Mi è capitato qualche tempo fa di imbattermi in uno splendido cortometraggio del regista J. Weigel, i 20 minuti meglio spesi della mia vita.
Sto parlando de “Il Circo della Farfalla” che racconta la storia di Will interpretato da Nick Vujicic, l’uomo senza arti nella finizione filmica così come nella vita reale.
Nick Vujicic nasce a Melbourne, Australia, con una rara malattia genetica, la Tetramelia, che lo costringe ad una vita priva di arti, di entrambe le braccia ed entrambe le gambe ad esclusione di due piccoli piedi.
A causa del suo handicap inizialmente Nick non può frequentare la scuola tradizionale (così come prevede la legge australiana), ma la legge cambia e Nick è uno dei primi disabili a frequentare la scuola normale.
A otto anni, schiacciato dalla depressione data dalla sua condizione, decide di suicidarsi annegando in una vasca da bagno.
Sopravvissuto al tentativo inizia a pensare al senso della sua condizione e a “sfruttarla”.

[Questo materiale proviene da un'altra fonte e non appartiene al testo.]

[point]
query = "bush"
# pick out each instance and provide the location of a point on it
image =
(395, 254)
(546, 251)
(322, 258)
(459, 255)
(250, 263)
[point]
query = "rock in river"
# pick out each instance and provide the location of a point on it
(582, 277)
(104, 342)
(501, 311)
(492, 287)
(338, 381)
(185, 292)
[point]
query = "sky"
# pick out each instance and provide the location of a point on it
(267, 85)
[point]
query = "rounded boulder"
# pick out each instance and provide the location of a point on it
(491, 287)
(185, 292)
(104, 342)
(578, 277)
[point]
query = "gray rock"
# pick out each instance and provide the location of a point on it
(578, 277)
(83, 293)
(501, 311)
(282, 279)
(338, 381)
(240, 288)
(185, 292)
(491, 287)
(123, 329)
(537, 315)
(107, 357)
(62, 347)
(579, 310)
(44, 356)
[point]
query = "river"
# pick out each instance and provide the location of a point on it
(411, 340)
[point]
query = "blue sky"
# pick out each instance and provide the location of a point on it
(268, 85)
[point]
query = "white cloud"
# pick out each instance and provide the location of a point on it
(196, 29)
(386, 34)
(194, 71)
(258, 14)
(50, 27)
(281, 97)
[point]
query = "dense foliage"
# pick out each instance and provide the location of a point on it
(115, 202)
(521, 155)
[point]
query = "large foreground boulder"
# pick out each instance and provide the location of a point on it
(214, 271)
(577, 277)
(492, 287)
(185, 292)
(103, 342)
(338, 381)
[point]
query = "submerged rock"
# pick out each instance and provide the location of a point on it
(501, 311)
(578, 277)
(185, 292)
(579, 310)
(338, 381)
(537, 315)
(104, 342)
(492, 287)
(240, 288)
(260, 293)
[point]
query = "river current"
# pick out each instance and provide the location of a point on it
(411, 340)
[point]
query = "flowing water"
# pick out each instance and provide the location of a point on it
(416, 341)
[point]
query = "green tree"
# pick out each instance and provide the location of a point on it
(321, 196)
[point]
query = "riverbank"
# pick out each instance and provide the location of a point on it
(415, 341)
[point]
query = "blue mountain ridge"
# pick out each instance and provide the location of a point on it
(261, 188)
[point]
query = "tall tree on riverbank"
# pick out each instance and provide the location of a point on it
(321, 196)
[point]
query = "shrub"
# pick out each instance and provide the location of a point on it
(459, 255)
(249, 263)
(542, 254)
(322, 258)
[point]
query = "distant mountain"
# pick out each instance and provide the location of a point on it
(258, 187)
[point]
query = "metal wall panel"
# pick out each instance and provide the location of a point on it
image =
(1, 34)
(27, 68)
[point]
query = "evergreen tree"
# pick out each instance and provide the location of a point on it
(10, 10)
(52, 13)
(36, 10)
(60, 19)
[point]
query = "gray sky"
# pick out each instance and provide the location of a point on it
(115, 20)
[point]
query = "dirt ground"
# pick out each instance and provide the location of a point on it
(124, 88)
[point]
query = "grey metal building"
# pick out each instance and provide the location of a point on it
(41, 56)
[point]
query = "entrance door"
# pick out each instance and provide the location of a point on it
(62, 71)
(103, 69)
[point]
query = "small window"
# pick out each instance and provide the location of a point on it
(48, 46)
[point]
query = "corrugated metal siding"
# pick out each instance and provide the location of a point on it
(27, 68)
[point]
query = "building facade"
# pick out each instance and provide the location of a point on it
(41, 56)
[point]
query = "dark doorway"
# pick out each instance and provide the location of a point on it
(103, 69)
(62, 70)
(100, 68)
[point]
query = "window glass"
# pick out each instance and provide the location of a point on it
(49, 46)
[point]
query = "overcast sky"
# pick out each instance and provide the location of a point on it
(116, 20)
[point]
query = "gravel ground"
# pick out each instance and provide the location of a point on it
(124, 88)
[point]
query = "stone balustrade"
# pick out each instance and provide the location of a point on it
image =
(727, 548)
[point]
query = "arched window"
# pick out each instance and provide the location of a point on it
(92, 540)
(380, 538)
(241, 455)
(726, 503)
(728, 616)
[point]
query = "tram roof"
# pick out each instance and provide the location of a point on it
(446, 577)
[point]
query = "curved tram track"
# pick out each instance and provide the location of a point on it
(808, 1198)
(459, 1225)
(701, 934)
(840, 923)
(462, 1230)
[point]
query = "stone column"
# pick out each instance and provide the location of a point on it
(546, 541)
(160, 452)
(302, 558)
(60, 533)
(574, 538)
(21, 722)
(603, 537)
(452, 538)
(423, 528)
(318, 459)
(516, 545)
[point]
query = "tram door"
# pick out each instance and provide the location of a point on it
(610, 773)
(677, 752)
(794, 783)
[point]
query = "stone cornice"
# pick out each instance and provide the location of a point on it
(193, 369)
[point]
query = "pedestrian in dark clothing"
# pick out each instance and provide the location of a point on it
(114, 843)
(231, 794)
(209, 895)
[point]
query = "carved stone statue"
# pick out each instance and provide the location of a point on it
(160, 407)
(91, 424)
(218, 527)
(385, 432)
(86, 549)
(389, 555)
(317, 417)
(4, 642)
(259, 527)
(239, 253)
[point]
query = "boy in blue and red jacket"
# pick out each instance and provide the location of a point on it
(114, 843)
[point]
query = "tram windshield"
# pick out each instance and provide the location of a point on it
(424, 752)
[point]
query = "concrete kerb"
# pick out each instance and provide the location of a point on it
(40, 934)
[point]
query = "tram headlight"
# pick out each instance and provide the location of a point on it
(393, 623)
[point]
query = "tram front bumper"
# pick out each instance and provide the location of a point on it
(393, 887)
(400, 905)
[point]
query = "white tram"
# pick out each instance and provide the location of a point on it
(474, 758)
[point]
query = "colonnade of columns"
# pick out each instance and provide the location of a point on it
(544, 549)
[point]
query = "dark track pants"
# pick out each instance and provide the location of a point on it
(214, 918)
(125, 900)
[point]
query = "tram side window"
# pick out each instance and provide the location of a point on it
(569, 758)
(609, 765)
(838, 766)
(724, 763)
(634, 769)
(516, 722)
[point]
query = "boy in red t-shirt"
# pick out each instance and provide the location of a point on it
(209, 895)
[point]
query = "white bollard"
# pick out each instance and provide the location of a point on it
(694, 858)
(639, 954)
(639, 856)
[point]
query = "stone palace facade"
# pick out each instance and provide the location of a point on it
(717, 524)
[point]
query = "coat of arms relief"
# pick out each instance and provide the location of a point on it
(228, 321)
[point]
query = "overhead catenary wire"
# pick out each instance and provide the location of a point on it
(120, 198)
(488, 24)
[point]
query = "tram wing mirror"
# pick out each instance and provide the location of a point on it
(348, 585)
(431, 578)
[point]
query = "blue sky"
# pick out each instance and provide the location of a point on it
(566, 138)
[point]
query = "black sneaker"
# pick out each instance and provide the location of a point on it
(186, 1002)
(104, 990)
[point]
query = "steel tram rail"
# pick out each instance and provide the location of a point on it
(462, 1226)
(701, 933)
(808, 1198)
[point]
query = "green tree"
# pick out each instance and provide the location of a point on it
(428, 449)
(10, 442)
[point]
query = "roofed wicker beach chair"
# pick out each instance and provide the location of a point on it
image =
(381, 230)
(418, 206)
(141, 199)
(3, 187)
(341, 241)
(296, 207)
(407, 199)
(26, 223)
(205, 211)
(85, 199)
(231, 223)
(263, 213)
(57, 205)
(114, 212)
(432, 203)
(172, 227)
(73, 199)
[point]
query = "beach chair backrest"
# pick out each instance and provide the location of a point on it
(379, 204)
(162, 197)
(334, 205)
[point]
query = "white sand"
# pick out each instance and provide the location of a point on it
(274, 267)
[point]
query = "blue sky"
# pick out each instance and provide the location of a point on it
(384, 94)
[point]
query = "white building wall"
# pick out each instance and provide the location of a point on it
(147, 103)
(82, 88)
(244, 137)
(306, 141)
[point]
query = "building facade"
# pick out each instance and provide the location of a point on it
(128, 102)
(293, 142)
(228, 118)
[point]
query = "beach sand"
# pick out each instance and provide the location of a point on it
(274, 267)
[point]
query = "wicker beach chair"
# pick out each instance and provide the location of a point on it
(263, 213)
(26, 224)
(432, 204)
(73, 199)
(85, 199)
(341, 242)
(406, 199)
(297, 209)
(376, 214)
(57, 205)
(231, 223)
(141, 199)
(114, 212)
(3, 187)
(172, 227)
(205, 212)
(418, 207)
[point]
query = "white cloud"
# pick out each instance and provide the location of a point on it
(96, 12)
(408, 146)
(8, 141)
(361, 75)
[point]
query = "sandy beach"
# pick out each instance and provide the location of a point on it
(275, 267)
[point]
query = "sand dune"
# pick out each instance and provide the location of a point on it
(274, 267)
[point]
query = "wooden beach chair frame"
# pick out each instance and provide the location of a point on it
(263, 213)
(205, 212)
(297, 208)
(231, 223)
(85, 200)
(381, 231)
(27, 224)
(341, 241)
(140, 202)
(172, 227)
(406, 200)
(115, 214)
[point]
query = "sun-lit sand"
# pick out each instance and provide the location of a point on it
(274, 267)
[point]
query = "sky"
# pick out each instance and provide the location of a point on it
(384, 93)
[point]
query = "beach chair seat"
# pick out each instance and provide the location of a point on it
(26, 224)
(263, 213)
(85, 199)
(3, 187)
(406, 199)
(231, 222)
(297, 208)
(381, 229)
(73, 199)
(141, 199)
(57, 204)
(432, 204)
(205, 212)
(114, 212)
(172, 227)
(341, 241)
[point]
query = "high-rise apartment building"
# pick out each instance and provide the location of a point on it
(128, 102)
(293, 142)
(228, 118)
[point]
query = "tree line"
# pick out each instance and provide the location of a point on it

Impara a scrivere, a muoversi e a vivere una vita normale utilizzando principalmente i piedi, a 17 anni fonda la associazione non-profit “Life Without Limbs”, si laurea in economia e scrive il libro “Senza braccia, senza gambe, senza preoccupazioni”.
Nel film interpreta Will, “una perversione della natura, un uomo – se cosi si può dire- a cui Dio stesso ha voltato le spalle””, in mostra tra i fenomeni da baraccone nel padiglione delle mostruosità umane ed esposto alla perfidia degli spettatori, ai pregiudizi e alla crudeltà del pettegolezzo.
E’ proprio in questo momento, in cui la sua dignità di persona si annichilisce pian piano e in cui, giorno per giorno, si convince di essere un non-uomo, un progetto non riuscito, che incontra Méndez, proprietario del Circo della Farfalla, che vede Will con occhi diversi e che gli insegna che “Ciò di cui ha bisogno questo mondo è un po’ di stupore”.
Méndez dirige un altro tipo di spettacolo, porta in pista contorsionisti, giocolieri, acrobati e artisti pieni di forza, colore ed eleganza.
Un circo che è opera di riscatto dalla povertà e dalla perdita della capacità di dare un senso alla propria vita e alla propria condizione fisica, morale e sociale fino a trovare la risorsa più pura : se stessi.
Méndez, con metodi perfino bruschi nei confronti di Will e dei suoi artisti, cerca di abbattere non le barriere architettoniche (ossessione del nostro tempo), ma quelle psicologiche e naturali che separano non tanto dal mondo, ma da sé stessi e dalle loro reali capacità.
A contatto con loro Will rinasce, sfidato da una frase che gli rivolge Méndez che svela la legge più profonda della vita: “Se solo potessi vedere la bellezza che può nascere dalle ceneri […] tu un vantaggio ce l’hai: più grande è la lotta e più glorioso è il risultato”.
Perfetto equilibrio tra messaggio morale intriso dei più candidi valori umani e la gestione del “se stesso” come punto di forza, il tutto incorniciato dalla delicatezza mai retorica del racconto, dai passaggi mai buonisti e stucchevoli da clichè, il film mette in scena la metamorfosi da bruco a farfalla che spicca il volo.
Will impara a vivere la sua condizione umana e a sfruttarla come risorsa fondamentale per sé e per gli altri come realmente fa Vujicic e come realmente dovrebbe fare ogni persona. In ogni condizione. E soprattutto come ognuno di noi, futuro professionista, dovrebbe aiutare a fare tenendo sempre ben presente ogni più piccolo appiglio di capacità personale che potrebbe portare il nostro utente a riscoprire il proprio “senso”.